Clean up intermediate data for MapReduce jobs
Within the MapReduce framework in IBM® Spectrum Symphony, you can remove intermediate data that is remains when a job is aborted or terminated. Intermediate data relates to files generated by map tasks on the local disk that are used as input for the reduce task.
When you trigger a cleanup for aborted and terminated jobs, intermediate files are removed from
compute hosts, thus saving disk space. The intermediate data that is removed includes:
- Data related to map and reduce tasks stored at the location defined by the following properties
specific to your Hadoop version in $PMR_HOME/conf/pmr-site.xml:
- 0.21: mapreduce.cluster.local.dir
- 2.7.2: mapred.local.dir
- Data at the host level for each job stored under $PMR_HOME/work/userdata/application/job_ID/.
- Footprint file for each job that is created every time a job is submitted under $PMR_HOME/work/footprint/application/job_ID/.

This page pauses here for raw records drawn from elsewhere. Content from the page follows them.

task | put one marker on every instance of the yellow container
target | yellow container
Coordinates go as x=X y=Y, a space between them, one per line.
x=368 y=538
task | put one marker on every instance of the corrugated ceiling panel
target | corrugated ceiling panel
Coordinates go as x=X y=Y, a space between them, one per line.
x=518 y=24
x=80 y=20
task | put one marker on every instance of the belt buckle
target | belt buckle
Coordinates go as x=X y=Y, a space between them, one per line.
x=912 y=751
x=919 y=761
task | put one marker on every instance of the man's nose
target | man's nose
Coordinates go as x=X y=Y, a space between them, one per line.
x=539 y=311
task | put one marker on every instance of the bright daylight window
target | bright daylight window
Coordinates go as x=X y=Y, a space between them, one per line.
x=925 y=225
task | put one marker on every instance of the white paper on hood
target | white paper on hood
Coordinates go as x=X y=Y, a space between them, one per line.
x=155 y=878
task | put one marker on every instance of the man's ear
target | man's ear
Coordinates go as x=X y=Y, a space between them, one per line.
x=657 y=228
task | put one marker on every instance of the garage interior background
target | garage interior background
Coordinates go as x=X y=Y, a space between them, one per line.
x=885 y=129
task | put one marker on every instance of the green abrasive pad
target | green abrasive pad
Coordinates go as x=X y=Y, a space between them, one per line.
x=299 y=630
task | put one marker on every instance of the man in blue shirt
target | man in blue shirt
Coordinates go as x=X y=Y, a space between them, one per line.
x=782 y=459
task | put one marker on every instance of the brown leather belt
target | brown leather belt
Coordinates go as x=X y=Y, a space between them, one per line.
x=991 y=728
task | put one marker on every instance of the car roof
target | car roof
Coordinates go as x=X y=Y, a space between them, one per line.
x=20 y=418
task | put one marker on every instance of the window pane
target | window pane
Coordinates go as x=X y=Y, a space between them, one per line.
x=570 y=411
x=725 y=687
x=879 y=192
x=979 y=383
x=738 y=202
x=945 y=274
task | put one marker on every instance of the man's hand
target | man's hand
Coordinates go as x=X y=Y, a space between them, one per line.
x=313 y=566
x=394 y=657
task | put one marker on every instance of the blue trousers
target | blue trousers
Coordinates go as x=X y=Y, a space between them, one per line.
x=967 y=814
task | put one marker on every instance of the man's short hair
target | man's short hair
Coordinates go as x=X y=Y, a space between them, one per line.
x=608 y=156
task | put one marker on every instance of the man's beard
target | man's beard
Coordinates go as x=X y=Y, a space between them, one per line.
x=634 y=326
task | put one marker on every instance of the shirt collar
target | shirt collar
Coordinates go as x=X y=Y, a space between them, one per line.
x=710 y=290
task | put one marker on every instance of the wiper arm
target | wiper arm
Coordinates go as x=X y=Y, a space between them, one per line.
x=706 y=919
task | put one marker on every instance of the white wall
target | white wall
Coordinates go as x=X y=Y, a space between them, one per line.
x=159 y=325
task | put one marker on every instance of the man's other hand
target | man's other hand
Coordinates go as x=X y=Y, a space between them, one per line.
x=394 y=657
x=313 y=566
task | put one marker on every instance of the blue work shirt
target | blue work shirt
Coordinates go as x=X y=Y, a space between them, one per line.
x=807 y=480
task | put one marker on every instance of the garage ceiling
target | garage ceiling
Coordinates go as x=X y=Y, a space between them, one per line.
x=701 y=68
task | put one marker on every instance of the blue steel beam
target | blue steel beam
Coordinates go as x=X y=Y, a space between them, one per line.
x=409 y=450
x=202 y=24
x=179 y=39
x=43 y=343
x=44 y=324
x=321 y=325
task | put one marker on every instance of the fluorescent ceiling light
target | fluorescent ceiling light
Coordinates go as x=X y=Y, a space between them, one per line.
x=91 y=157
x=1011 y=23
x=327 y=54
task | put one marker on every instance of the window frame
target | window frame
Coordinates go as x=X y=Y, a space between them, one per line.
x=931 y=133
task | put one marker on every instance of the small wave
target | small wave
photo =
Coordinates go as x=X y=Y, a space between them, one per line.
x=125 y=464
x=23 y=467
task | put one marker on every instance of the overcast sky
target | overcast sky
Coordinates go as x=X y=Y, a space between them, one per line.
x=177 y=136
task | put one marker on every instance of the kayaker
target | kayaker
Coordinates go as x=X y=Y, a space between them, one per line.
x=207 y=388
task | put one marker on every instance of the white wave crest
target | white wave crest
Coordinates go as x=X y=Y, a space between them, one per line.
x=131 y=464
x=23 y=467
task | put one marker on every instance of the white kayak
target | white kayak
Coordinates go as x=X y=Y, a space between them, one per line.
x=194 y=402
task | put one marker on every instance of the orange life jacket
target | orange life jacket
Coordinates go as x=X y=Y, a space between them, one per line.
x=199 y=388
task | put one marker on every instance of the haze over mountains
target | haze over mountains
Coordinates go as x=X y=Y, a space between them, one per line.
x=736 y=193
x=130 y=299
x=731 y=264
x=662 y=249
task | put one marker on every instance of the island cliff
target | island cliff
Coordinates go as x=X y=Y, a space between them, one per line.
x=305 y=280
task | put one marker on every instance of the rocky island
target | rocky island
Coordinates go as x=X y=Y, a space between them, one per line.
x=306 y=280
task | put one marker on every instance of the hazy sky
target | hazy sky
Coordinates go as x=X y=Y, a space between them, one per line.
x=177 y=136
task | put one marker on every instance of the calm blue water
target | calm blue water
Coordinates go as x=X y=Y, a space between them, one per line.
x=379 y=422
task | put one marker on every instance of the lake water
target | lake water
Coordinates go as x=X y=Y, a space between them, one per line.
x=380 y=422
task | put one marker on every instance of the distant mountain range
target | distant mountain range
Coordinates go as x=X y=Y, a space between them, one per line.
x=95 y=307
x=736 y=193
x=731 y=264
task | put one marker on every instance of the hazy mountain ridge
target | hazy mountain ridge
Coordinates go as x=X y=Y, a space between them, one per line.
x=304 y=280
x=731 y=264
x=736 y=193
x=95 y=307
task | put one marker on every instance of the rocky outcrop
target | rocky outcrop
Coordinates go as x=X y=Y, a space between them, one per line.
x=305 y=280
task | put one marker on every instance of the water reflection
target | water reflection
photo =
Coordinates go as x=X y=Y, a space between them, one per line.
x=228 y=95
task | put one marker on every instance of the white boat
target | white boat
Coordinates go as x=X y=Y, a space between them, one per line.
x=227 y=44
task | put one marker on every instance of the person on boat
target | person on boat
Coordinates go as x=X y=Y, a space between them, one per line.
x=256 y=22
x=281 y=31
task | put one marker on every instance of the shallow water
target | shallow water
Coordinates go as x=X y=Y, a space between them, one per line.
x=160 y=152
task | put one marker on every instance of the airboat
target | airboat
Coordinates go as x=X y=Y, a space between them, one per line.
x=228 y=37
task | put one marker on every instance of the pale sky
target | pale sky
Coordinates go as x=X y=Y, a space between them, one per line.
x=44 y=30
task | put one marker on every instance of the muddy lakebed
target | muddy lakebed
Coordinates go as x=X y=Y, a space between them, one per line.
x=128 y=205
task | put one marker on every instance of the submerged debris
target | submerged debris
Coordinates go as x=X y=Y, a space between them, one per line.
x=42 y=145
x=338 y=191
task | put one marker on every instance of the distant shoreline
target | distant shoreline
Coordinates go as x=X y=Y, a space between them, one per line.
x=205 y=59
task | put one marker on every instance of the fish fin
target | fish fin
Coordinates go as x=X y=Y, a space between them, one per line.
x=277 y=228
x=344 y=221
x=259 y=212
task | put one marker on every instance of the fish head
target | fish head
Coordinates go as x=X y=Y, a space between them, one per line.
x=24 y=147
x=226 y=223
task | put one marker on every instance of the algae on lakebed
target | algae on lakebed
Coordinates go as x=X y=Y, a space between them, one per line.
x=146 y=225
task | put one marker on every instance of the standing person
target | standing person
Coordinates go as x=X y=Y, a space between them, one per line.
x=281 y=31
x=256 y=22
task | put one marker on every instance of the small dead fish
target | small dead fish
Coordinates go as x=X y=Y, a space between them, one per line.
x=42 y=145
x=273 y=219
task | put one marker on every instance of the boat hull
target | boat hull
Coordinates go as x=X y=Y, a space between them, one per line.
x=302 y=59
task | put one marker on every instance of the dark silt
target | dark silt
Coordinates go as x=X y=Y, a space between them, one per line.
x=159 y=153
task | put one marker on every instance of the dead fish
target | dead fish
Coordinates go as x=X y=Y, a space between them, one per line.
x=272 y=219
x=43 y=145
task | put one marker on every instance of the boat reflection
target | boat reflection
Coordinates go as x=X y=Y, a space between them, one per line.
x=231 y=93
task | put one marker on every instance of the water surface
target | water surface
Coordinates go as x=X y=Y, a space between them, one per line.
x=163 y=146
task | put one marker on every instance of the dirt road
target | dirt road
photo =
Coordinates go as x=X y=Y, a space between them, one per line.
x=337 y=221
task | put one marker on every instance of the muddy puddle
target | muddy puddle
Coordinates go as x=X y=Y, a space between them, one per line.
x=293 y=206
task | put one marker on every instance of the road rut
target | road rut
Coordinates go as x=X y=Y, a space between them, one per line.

Note: You cannot use IBM Spectrum Symphony Developer Edition to clean
up job data on hosts inside the production cluster. The clean up process requires the service
controller library (libesc.so), which does not exist in the IBM Spectrum Symphony
Developer Edition environment.
To clean up intermediate data for aborted or terminated jobs, from the command line,
run:
mrsh cleanup
Attention: To reduce overhead for the SD daemon, the job status for all applications is
stored in an SD cache, with an expiry limit of 15 minutes. This caching means that if the job status
is changed within 15 minutes, you cannot clean up data because the job is still in an open state,
such as running or suspended.